What is a Representative Office?
From the keyword itself, a representative office is an entity of a foreign-owned firm headquartered inside of Thailand.
Albeit having a limited scope of operations, when correctly set up with clear corporate objectives, a representative office can be an effective tool in finding business partners, sources of raw materials or service providers that are uniquely found or is abundant in Thailand.
Permitted Activities of a Representative Office
As previously mentioned, the operational activities of a representative office should not be income-generating thus it is limited to:
- Sourcing of goods and services in Thailand for its headquarters abroad.
- Act as the primary quality and quantity of these goods and services of its headquarters.
- It can also act as a consulting office for its goods distributors.
- Act as the primary promotions entity in Thailand for its headquarters.
- Study Thailands’s business climate and furnish this to its headquarters.
In particular, a representative office is not allowed to engage in the following activities:
- Engage in trade or purchasing on behalf of the head office or its affiliated company or any similar activity;
- accept purchase orders on behalf of the head office or its affiliated companies;
- coordination of any sale or purchase of goods on behalf of the head office or affiliated companies;
- provide after-sale service of the company goods and other goods that are not produced or sold by the company or its affiliated company;
- provide advice on goods that are not produced by the company or its affiliated company;
- conduct quantity and quality control checks of goods that is not the company or its affiliate company;
- making business reports to any company that is not the head office or its affiliated company;
- ship or export any goods ordered by the head office or affiliated companies;
- disseminating of information concerning goods or services that were sold in Thailand prior to the beginning operations of the Representative Office;
- enter into business contracts on behalf of the head office or its affiliated company;
- acting as “middleman” or “agent” on behalf of the head office or its affiliated company;
- planning or coordinating with any business organization on behalf of the company or its affiliated company;
Opening a representative office in Thailand may be complex and tedious for a foreign company.

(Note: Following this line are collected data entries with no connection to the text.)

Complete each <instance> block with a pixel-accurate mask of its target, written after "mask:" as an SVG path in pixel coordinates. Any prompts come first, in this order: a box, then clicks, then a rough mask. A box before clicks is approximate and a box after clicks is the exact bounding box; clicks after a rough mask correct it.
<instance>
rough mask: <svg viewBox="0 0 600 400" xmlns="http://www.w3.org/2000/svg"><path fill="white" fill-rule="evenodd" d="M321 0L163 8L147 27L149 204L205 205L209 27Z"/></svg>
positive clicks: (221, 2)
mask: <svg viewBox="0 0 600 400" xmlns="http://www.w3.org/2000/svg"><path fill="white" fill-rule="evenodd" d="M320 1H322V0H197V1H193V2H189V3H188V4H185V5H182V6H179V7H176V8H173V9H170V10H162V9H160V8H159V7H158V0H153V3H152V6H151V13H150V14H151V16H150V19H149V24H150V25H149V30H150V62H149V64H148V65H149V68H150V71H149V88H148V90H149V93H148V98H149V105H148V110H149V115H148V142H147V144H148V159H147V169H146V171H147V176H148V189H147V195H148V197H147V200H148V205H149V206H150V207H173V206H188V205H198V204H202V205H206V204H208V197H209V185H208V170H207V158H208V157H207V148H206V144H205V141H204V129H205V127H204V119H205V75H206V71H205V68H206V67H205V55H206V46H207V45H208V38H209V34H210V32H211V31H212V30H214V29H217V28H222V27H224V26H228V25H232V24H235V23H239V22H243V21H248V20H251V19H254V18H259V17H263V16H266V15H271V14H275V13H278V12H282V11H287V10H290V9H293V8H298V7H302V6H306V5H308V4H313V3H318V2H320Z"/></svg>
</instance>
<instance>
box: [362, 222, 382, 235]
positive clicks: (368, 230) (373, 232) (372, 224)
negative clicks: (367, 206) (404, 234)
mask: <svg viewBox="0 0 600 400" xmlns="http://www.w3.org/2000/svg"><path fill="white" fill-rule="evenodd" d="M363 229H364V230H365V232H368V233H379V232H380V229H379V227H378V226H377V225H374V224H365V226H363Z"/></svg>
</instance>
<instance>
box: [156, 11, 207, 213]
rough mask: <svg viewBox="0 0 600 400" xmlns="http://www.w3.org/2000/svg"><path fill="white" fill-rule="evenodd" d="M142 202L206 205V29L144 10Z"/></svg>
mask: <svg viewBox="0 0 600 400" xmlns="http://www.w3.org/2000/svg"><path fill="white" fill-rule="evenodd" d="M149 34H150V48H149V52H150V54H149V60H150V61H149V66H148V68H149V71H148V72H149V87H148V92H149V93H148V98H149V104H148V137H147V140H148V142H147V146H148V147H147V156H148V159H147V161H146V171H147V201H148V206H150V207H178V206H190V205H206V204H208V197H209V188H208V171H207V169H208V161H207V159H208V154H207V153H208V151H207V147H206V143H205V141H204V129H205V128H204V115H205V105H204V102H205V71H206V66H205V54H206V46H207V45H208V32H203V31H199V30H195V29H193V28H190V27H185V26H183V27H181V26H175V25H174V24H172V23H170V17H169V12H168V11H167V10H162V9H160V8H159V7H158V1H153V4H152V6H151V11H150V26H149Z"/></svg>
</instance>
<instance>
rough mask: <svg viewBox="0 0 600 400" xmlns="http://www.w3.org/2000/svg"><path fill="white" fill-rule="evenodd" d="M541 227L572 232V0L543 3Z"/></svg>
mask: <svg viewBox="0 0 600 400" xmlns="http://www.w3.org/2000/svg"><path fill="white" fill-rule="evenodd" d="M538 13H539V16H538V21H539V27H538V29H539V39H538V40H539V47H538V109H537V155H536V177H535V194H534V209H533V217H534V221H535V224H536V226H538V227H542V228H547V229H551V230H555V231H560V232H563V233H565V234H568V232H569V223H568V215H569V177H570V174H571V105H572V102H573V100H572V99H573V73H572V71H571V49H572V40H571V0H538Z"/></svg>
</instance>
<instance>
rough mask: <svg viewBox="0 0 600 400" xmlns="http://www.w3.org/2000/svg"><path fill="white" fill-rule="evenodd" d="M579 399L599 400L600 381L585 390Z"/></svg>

It may be a bit confusing too as, setting aside the language barrier, the foreign company still needs to be registered with the Ministry of Commerce and all the requirements and process it entails may be a lot different compared to those in their home countries. Nonetheless, obtaining a foreign business license in order to operate in the country is no longer required for representative offices since June 9, 2017.
Even if a company’s representative office does not earn income in Thailand, the corporate expenditures of a representative office, such as registration fees and facility rentals, should be financially backed by its foreign headquarters to address these and other attached corporate fiscal obligations.
However, if the Representative Office offers service outside of its defined scope, the Revenue Department is empowered to subject the Representative Office to the regular Thai corporate income tax on all of its generated income.
A representative office is also required to register and submit regular tax returns to the Thai Revenue Office though no tax payments are required as a corporate entity. However, the same treatment with its employees’ salary is not possible as it has to pay for withholding tax.
Monthly auditing activities done by a registered Thai auditor must be conducted apart from its annual audit on its financial statements.
To fully ensure compliance with the procedures, requirements, and guidelines, foreign companies are advised to engage reputable law and auditing firms. Many Thailand-based law firms have Thai and English-speaking lawyers thereby ensuring good communication and understanding between the clients and the legal advisers.